Robo-Readers
Although
much advancement has occurred in the field of automatic grading of student
essays, there are simply too many issues with the program to use it on a wide
scale. With our current technology, a robot can’t think. They can’t feel the emotion
that a paper evokes as a part of an argument, nor appreciate the truth.
Eliminating
the human element in grading papers has come an extraordinary way. In A Win for the Robo-Readers, the author
quotes a study by the Hewlett Foundation. They said that in a study of 22,000
short essays, the computer scores were comparable to that of human scores. This
was an incredible accomplishment; however, it is important to realize that
these were essays written to be graded by a human reader, not a machine.
According to Michael Winerip in Facing a
Robo-Grader? Just Keep Obfruscating Mellifluously, the system has too many
flaws. Les Perelman, a director of writing at MIT says that test prep can
easily fool the system. When teachers and students learn the preferences of the
machine, writing will be transformed into something mechanical. Instead of
improving the writing of students everywhere, the Robo-Reader has the potential
to seriously harm the English Language.
One of
the most troublesome flaws is the inability of a machine to “be human.” Scoring
no longer is based on a solid argument, but according to the official website
of the inventing company, it relies on a “content analysis based on vocabulary
measures” as well as a series of grammatical test. This all sounds great in
theory, but when dealing with rhetorical strategies that stray at all from the “proper
use of the English Language,” the Robo-Reader utterly fails. Some of the greatest
authors of all time utilize fragments and short paragraphs to solidify and
emphasize their points, but with these new computer programs, these are
automatically wrong. According to Michael Winerip in an interview by Melissa
Block, the substance of the argument is not important as long as the computer
thinks you are arguing well. He says “You could say that the war of 1812
started in 1945” and as long as this “fact” is incorporated into a well-structured
argument, “there are all kinds of things you could say that have little or
nothing to do with reality that could receive a high score.”
This in
itself is a major flaw in the program, but by viewing the so called “feedback”

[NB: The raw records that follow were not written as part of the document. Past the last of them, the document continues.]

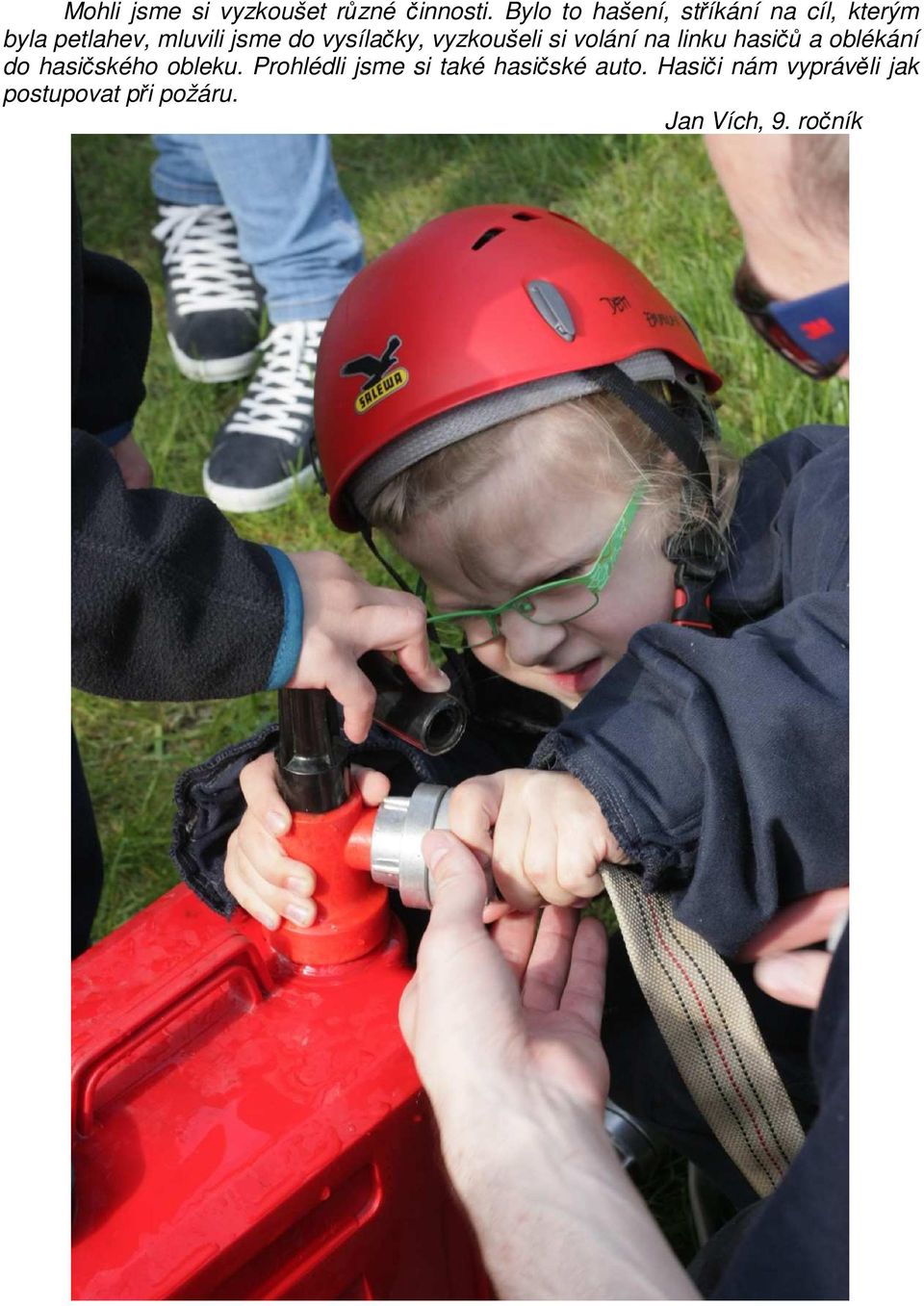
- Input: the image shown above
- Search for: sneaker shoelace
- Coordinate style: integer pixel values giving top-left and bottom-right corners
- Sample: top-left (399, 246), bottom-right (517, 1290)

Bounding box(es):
top-left (226, 321), bottom-right (326, 446)
top-left (152, 204), bottom-right (260, 318)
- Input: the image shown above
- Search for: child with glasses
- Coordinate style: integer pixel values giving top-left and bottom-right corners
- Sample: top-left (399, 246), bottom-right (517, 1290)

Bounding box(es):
top-left (178, 206), bottom-right (847, 1201)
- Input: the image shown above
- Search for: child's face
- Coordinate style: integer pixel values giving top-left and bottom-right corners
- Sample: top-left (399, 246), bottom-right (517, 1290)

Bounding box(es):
top-left (395, 441), bottom-right (673, 706)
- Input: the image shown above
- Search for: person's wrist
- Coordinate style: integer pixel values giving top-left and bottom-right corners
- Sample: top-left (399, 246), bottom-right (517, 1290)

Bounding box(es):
top-left (434, 1076), bottom-right (611, 1204)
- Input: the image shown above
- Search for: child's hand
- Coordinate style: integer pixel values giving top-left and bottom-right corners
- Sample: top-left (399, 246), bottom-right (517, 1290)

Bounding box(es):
top-left (449, 771), bottom-right (626, 911)
top-left (289, 551), bottom-right (449, 743)
top-left (225, 753), bottom-right (390, 930)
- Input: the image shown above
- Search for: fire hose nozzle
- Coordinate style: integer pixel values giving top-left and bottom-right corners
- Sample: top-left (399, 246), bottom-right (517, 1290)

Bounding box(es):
top-left (360, 785), bottom-right (498, 910)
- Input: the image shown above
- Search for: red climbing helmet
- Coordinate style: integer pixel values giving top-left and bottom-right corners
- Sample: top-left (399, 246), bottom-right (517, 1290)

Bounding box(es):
top-left (315, 204), bottom-right (722, 530)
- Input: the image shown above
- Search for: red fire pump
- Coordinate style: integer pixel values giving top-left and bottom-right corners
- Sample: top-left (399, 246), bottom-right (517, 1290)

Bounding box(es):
top-left (72, 668), bottom-right (492, 1301)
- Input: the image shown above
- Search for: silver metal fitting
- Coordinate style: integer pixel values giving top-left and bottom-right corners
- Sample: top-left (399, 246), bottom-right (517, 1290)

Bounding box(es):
top-left (370, 785), bottom-right (497, 910)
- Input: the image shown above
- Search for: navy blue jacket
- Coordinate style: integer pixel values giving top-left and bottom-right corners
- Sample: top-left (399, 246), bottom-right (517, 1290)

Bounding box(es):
top-left (174, 427), bottom-right (848, 954)
top-left (533, 425), bottom-right (848, 954)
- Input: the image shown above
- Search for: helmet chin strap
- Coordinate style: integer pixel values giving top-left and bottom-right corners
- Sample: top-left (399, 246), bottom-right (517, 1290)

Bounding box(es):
top-left (587, 365), bottom-right (726, 630)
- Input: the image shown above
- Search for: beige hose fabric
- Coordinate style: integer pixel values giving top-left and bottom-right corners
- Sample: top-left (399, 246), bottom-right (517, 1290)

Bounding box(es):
top-left (600, 862), bottom-right (804, 1197)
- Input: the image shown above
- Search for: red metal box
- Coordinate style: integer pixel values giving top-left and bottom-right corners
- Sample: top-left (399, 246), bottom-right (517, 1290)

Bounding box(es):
top-left (73, 886), bottom-right (490, 1299)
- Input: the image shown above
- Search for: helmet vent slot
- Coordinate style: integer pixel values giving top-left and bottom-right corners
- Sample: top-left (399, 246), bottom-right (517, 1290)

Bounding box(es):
top-left (472, 227), bottom-right (503, 249)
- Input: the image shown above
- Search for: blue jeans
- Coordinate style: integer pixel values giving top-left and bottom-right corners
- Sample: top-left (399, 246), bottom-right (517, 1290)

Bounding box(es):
top-left (150, 136), bottom-right (363, 325)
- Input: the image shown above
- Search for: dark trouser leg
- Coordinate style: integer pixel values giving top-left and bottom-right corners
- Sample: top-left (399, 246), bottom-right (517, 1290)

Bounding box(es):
top-left (602, 936), bottom-right (817, 1208)
top-left (70, 730), bottom-right (103, 959)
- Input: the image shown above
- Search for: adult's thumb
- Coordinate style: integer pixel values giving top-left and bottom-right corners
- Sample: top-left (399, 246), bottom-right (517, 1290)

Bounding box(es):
top-left (421, 830), bottom-right (485, 930)
top-left (754, 950), bottom-right (832, 1007)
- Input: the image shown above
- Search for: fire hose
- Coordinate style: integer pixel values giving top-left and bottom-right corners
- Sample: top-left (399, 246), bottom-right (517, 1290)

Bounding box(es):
top-left (274, 674), bottom-right (804, 1196)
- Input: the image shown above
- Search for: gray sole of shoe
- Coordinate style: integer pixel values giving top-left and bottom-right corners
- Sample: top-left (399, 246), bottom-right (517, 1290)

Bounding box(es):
top-left (167, 332), bottom-right (257, 385)
top-left (202, 462), bottom-right (315, 512)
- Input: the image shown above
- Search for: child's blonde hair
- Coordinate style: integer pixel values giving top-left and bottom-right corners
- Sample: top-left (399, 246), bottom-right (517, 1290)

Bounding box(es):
top-left (368, 381), bottom-right (738, 564)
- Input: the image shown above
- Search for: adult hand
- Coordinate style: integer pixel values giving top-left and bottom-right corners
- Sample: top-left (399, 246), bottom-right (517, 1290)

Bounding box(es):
top-left (110, 435), bottom-right (154, 490)
top-left (400, 831), bottom-right (609, 1115)
top-left (738, 888), bottom-right (850, 1007)
top-left (289, 551), bottom-right (449, 743)
top-left (400, 831), bottom-right (698, 1301)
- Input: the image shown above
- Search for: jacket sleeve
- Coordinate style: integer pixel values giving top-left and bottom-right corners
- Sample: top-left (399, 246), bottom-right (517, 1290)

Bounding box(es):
top-left (533, 442), bottom-right (848, 954)
top-left (72, 431), bottom-right (293, 700)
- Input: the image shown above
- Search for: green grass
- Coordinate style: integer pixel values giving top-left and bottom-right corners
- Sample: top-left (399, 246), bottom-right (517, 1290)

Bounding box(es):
top-left (73, 136), bottom-right (847, 936)
top-left (73, 136), bottom-right (847, 1258)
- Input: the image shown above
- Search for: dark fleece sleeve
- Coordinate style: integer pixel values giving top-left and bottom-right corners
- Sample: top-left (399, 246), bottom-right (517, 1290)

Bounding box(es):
top-left (533, 439), bottom-right (848, 954)
top-left (72, 431), bottom-right (284, 699)
top-left (70, 181), bottom-right (285, 699)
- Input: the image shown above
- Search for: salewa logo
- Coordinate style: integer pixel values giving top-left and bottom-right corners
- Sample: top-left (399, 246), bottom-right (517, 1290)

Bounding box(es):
top-left (340, 336), bottom-right (409, 413)
top-left (799, 318), bottom-right (834, 340)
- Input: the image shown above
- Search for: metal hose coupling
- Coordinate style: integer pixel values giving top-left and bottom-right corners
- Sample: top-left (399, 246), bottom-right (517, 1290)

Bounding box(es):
top-left (370, 785), bottom-right (498, 910)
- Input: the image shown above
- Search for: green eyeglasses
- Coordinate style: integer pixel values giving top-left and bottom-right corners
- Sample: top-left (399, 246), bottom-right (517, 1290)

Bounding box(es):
top-left (427, 480), bottom-right (646, 648)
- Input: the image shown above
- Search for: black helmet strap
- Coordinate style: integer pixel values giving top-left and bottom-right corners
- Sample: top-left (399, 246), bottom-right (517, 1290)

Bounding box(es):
top-left (584, 363), bottom-right (712, 502)
top-left (585, 365), bottom-right (726, 630)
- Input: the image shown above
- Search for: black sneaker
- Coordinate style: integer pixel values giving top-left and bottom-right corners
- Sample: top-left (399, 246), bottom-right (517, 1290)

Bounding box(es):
top-left (152, 204), bottom-right (263, 381)
top-left (202, 321), bottom-right (326, 512)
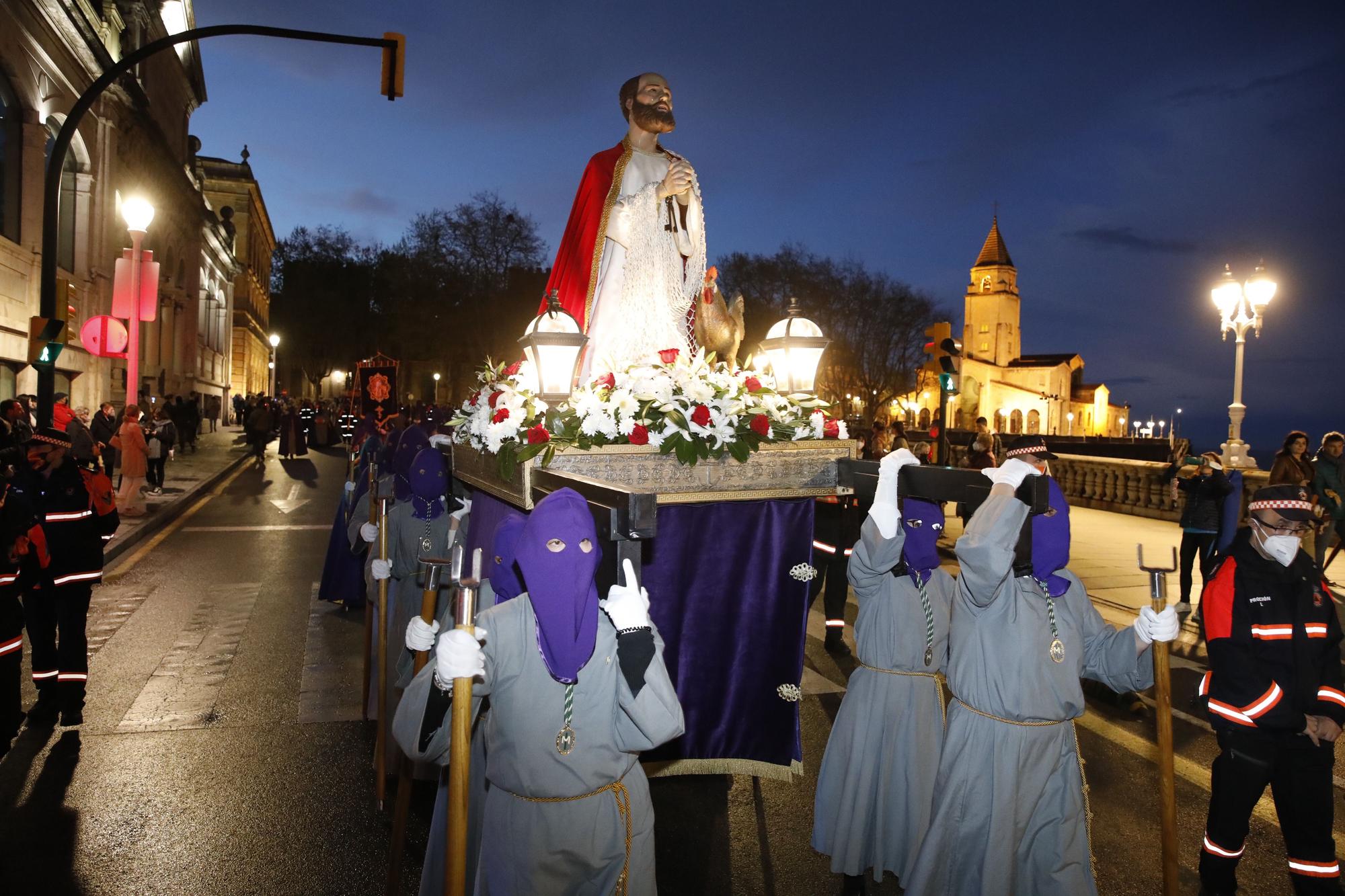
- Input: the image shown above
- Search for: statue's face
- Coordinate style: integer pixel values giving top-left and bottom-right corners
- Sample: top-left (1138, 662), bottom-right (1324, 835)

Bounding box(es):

given by the computer, the hole is ripped even wider. The computer is looking
for a specified length and a few specific terms to give a grade, but in
reality, this is just a small part of writing. A solid argument can be
incorporated in a much shorter or longer paper than the machine deems
satisfactory. By trying to grade papers
this way, machines are pushing us not to think even more. Standardized tests
and grading are no way to learn, instead, we must push creativity and outside
the box thought: two things that machines are incapable of understanding.
Although
the thought of letting machines grade papers is tempting, it is simply
idealistic. There are too many flaws in the way that they grade and could hurt
the English Language as a whole. Nothing can replace humans in a job that
requires high level, creative thought.